Aydın'da deprem çekincesi yüksek olan ilçeler Nazilli, Söke,
Kuşadası, Ortaklar, Germencik ve Efeler olarak sıralanıyor" diye
konuştu.
‘İZMİR’İN GERÇEK DEPREMİ İZMİR KIRIĞININ ÜZERİNDE
OLACAK’
İzmir’in Seferihisar açıklarında yaşanan depremin büyüklüğünün de
7, yıkım gücünün de 9 olduğunu ifade eden Ercan, şunları
söyledi:
"İzmir için zaten bu deprem İzmir'de olmadı, Sisam'da oldu. Depremin büyüklüğü 7, yıkım gücü 9’du. Bu biraz Türkiye'nin ayıbıdır. Sisam bölgesinde 7'den büyük deprem beklemediğim için İzmir'de daha büyük bir deprem beklemiyorum demektir. İzmir'in gerçek depremi İzmir kırığının üzerinde olacak bir depremdir. Eğer İzmir'de 7 büyüklüğünde deprem olsaydı birçok kişinin ölümünden söz edebilirdik. Evet, Sisam'daki kırık boşalmıştır orada bir deprem beklemiyorum. Ama İzmir kırığı gelecekte deprem yaratmak için birikimini sürdürmektedir.
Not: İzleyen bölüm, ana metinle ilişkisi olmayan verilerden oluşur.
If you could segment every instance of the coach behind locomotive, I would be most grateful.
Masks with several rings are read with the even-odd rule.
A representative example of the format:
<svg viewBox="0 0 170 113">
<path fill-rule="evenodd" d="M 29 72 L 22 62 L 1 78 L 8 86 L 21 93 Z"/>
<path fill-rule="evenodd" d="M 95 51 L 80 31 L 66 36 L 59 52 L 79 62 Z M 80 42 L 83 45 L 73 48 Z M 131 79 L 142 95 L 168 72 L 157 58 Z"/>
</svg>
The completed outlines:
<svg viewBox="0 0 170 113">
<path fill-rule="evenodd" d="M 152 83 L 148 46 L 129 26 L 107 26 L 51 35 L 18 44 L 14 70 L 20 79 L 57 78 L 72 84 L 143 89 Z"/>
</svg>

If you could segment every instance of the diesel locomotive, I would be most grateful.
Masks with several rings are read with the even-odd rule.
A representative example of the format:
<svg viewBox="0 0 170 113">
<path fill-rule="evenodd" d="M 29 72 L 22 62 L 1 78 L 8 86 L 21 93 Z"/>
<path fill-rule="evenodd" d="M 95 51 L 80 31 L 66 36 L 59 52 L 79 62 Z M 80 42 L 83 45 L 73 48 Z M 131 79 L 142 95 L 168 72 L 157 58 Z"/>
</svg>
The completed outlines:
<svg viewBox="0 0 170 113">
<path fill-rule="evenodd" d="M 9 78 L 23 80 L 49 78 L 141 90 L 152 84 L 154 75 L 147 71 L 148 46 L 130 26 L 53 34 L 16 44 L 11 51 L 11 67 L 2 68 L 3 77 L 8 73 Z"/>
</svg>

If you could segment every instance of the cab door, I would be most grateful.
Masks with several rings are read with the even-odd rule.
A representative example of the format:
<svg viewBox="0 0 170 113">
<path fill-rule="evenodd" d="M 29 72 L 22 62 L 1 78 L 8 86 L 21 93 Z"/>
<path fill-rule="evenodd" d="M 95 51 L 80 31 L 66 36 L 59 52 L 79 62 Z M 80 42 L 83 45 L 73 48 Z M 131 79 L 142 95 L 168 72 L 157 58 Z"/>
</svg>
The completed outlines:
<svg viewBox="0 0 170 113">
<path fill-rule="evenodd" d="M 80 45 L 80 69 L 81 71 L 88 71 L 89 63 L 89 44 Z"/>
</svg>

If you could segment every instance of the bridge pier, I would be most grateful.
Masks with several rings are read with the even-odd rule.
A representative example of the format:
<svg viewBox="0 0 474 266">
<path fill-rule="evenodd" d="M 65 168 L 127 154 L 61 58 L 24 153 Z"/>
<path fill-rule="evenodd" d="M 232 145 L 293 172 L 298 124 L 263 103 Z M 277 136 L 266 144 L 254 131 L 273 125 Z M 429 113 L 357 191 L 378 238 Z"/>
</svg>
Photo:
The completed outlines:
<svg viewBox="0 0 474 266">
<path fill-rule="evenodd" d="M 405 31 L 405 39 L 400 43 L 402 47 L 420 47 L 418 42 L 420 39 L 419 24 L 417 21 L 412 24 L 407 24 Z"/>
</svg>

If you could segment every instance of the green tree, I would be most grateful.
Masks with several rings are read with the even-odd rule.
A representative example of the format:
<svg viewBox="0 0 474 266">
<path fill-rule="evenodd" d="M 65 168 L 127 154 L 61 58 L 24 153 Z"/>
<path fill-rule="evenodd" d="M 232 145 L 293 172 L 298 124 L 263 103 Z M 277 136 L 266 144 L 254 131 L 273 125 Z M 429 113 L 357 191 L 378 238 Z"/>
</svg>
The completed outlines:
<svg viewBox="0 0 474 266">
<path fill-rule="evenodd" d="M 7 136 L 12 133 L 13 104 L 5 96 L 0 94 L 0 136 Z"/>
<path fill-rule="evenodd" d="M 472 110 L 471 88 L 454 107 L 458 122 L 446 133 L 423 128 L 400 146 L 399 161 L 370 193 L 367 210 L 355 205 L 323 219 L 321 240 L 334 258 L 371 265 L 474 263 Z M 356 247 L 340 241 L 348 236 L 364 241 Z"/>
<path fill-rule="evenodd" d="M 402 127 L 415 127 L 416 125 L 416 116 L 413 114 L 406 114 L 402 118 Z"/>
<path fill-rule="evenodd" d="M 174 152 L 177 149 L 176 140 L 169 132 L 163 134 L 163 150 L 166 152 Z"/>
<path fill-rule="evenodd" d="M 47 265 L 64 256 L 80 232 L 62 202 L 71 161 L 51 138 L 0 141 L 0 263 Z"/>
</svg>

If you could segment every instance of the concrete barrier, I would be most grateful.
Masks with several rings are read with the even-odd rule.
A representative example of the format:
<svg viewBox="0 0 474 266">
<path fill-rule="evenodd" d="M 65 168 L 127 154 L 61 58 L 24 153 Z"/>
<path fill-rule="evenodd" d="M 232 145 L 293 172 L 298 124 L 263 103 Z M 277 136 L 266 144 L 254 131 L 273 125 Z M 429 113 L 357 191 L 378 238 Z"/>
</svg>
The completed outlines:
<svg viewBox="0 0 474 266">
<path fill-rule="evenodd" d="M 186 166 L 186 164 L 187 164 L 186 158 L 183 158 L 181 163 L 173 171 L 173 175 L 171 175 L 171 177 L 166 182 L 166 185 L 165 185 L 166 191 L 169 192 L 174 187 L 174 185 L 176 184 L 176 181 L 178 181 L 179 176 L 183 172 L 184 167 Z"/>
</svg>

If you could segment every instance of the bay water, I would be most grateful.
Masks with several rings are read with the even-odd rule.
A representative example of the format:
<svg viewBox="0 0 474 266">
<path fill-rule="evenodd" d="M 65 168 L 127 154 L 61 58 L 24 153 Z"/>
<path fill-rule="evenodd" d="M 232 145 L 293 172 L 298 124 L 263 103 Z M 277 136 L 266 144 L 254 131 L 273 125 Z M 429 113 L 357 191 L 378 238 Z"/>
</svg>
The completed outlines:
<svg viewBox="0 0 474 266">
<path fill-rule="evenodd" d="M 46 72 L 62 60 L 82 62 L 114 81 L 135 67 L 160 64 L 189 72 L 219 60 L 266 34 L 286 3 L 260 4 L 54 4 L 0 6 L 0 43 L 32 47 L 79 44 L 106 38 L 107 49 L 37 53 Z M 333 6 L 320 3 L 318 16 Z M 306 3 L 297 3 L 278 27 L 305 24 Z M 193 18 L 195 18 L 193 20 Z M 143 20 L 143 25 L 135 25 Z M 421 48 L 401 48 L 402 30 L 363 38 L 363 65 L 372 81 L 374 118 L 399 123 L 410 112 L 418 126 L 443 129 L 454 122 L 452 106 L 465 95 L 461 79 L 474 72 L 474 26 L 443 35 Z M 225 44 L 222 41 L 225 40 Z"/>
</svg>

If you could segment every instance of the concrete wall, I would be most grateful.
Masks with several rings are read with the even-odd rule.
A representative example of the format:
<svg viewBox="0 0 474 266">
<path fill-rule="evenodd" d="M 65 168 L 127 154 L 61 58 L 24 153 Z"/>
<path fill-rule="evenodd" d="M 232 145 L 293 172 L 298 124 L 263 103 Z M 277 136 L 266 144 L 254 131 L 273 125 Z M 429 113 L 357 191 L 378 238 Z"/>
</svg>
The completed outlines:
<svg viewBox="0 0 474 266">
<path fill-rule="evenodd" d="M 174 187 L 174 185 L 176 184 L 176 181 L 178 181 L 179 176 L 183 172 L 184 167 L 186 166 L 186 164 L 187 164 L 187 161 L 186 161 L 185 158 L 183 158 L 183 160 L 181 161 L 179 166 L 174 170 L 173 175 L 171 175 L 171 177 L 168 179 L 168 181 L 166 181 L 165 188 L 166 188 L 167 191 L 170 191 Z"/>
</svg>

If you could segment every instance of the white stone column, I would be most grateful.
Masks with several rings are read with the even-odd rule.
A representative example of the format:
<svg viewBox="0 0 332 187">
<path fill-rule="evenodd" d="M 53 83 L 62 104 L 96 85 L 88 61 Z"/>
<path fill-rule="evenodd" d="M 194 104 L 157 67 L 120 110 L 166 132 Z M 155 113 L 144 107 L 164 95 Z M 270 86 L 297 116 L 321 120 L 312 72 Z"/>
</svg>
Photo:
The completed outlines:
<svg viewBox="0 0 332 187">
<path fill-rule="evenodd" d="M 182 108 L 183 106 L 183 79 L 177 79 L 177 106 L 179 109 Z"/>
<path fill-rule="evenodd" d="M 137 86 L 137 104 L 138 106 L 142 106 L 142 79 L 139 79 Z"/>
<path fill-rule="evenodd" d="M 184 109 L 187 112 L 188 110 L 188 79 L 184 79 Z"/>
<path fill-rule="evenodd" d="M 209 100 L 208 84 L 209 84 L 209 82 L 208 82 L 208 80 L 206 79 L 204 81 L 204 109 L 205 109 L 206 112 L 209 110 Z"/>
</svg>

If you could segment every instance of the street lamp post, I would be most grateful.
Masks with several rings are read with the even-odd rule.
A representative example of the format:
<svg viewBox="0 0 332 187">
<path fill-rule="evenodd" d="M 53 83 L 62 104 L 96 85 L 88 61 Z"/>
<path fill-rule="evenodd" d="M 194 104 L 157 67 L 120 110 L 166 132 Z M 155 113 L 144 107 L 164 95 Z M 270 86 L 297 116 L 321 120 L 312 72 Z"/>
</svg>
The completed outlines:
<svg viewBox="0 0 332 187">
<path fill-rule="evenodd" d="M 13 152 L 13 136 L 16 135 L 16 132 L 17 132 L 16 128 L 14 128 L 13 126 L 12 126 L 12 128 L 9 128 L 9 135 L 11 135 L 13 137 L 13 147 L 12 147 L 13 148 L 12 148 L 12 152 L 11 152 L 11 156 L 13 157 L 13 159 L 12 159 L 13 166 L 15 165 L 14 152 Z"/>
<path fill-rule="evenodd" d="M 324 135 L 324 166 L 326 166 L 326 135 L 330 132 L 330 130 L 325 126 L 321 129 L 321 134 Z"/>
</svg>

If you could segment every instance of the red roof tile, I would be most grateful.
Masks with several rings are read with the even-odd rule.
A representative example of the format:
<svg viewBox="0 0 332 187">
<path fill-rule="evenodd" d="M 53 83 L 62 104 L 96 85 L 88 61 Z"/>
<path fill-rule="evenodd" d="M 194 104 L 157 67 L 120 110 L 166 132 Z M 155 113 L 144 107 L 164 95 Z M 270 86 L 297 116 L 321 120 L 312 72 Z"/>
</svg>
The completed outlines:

Kentsel dönüşüm bu işin tek çaresidir. Depremi ben kısa bir süre içinde beklemediğimi söylemiştim. Kentsel dönüşümü hızlandırmamız gerekiyor. Yapısal dönüşümden vazgeçip, mahalle ve ilçe boyutunda yıkıp yerine yeniden yapmamız gerekiyor. Bir an önce yapılması gereken budur, belediyelerin ise bu yapıları kontrol ettirip onları yenileme konusunda zorlama yetisi yoktur. Belediyelerin bu yetkisi belediyelere verilirse bu iş hızlanır. Hiçbir şey için asla geç değildir. Dolayısıyla İstanbul depremine daha 20-25 yıl var. İstanbul'da yıkıcı bir deprem olmadı henüz. Kaldı ki Marmara Ereğlisi’nde de deprem olmadı dolayısıyla bugüne kadar yasalar, yönetmelikler çıktı, kentsel dönüşümler için taban haritaları çıkarıldı bundan sonra yapılacak eylem işi hızlandırmak."